What is the result? To exclude and discourage investors who now won’t come to stimulate the productive capacity of the Haitian people. They make the investors see the Haitian people as a bunch of arsonists and vandals who need to be thrown a few morsels to appease them, instead of working to develop them. As I said, it is a deliberate political choice, and a suicidal strategy. It is as in the cynical proverb: Every man for himself!

Q. Wasn’t the questioning, however maladroit, of Alexis by the Chamber of Deputies on February 28 a clear and unequivocal sign of the rising dissatisfaction and discontent that finally erupted in Les Cayes? Why didn’t Preval and Alexis take note?

A. This was again a deliberate political choice to close their eyes, ears and hearts, and not see, hear or feel the groaning of the masses, whose situation is unconscionable.
They said they could not squeeze blood from stones. But they didn’t hesitate to write checks of up to $5,000 apiece to buy the consciences and votes of the deputies and win a vote of confidence. They prefer to invest in corruption than in the well-being of the poorest.
The hunger riots broke out precisely in reaction to this act of contempt and derision of the masses’ misery. The senate, in reaction to these hunger riots and atrocities reported worldwide, was forced to register the failure of the government=s choices.

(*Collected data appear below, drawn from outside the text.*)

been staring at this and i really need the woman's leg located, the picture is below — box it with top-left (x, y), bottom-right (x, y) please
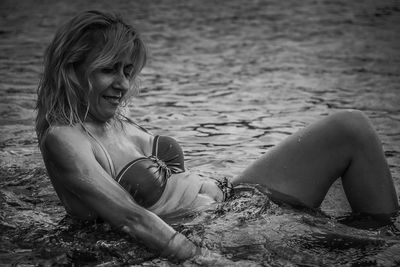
top-left (232, 110), bottom-right (399, 216)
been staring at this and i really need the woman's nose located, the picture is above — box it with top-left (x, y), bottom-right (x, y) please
top-left (112, 72), bottom-right (129, 92)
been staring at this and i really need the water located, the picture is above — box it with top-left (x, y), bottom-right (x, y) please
top-left (1, 0), bottom-right (400, 266)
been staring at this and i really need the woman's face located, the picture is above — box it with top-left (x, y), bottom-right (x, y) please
top-left (76, 50), bottom-right (135, 123)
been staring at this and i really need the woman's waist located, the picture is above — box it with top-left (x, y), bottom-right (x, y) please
top-left (145, 172), bottom-right (226, 216)
top-left (170, 172), bottom-right (228, 202)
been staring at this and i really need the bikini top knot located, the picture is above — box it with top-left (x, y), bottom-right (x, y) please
top-left (149, 155), bottom-right (173, 180)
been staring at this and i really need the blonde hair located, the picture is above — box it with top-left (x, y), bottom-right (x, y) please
top-left (36, 10), bottom-right (147, 142)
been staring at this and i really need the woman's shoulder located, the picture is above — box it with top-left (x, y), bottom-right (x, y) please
top-left (47, 124), bottom-right (85, 134)
top-left (41, 124), bottom-right (92, 161)
top-left (44, 124), bottom-right (88, 144)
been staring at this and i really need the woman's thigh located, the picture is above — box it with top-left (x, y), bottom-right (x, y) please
top-left (232, 111), bottom-right (357, 208)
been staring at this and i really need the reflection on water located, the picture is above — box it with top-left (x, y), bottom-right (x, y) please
top-left (1, 0), bottom-right (400, 265)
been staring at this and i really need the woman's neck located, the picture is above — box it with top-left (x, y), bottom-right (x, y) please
top-left (84, 113), bottom-right (115, 132)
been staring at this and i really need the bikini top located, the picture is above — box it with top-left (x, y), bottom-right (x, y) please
top-left (84, 125), bottom-right (185, 208)
top-left (116, 135), bottom-right (185, 207)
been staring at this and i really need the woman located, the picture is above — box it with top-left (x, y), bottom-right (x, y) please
top-left (36, 10), bottom-right (399, 261)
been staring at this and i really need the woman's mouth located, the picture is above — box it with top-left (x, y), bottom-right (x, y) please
top-left (103, 95), bottom-right (121, 106)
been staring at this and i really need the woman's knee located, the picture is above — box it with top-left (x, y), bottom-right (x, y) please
top-left (328, 109), bottom-right (377, 147)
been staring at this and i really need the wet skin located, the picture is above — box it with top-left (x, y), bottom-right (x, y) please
top-left (233, 110), bottom-right (399, 217)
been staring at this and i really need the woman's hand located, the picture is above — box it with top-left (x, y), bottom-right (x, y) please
top-left (160, 231), bottom-right (199, 261)
top-left (188, 247), bottom-right (237, 266)
top-left (160, 232), bottom-right (236, 265)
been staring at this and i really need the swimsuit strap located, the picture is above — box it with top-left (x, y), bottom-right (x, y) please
top-left (81, 124), bottom-right (117, 178)
top-left (122, 115), bottom-right (152, 134)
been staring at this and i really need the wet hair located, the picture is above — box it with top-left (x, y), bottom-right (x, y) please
top-left (35, 10), bottom-right (147, 142)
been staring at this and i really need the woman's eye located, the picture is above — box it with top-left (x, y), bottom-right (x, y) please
top-left (101, 67), bottom-right (114, 74)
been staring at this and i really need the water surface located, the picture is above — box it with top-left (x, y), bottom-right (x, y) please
top-left (1, 0), bottom-right (400, 266)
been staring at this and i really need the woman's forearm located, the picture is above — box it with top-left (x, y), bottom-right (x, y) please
top-left (117, 207), bottom-right (199, 260)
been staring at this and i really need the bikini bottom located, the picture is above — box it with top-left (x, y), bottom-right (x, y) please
top-left (212, 177), bottom-right (235, 201)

Q. The hunger riots which were real and natural reactions of the masses broke out in the wink of an eye in the main cities. Were they inevitable?

A. When you tell people to lie down and starve, what kind of answer do you expect? They will rise even against bullets. When in the Central Plateau you insult them with, “I can’t perform miracles. Go demonstrate and invite me, so I can demonstrate with you.” Even though these are the people who voted for you as the one who would defend their interests. When you can’t hear them, they will come and make you hear. When the people of the Nord-Est sent Senator Boulos to say that they were hungry, you have no response.

But there was an appropriate response:

  • Lower the cost of rice

  • Get microcredits to the market women

  • Subsidize agricultural inputs for the peasants.

That is a political choice, the choice to do nothing. To do nothing in this case is as bad as to do harm.

Q. Certainly, the acts of violence, the looting, arson, attacks and thievery are to be condemned. But why does the government of Preval/Alexis and its supporters try at any cost to minimize the authenticity of the anger of the masses by only emphasizing insinuations of infiltration of the hunger riots by drug dealers and smugglers?

A. Yes, absolutely these acts are to be condemned. The more so since those were professional vandals who began on Tuesday morning in Port-au-Prince, guided by shadowy forces to exploit political opportunity, as we have noted.

Once more proof of irresponsibility! If you say you know which sector is responsible for the vandalism why don’t you stop them? When this sector which you know well was finished destroying the roads, public buildings and devastating the belongings of those who were specifically targeted, you did not apprehend them. It only ended, too late, when the destruction became too scandalous and you indicated it was time to stop the atrocities. And in fact this sector which you know well obeyed your orders instantly. What does this mean? This sector has impunity and protection from you as it carries out your orders.

You have said you won’t compensate anyone for the damage they have suffered. Do you think that any enterpreneurs will take the risk to invest to create new jobs? Who can invest in such a situation? Only the drug dealers, perhaps.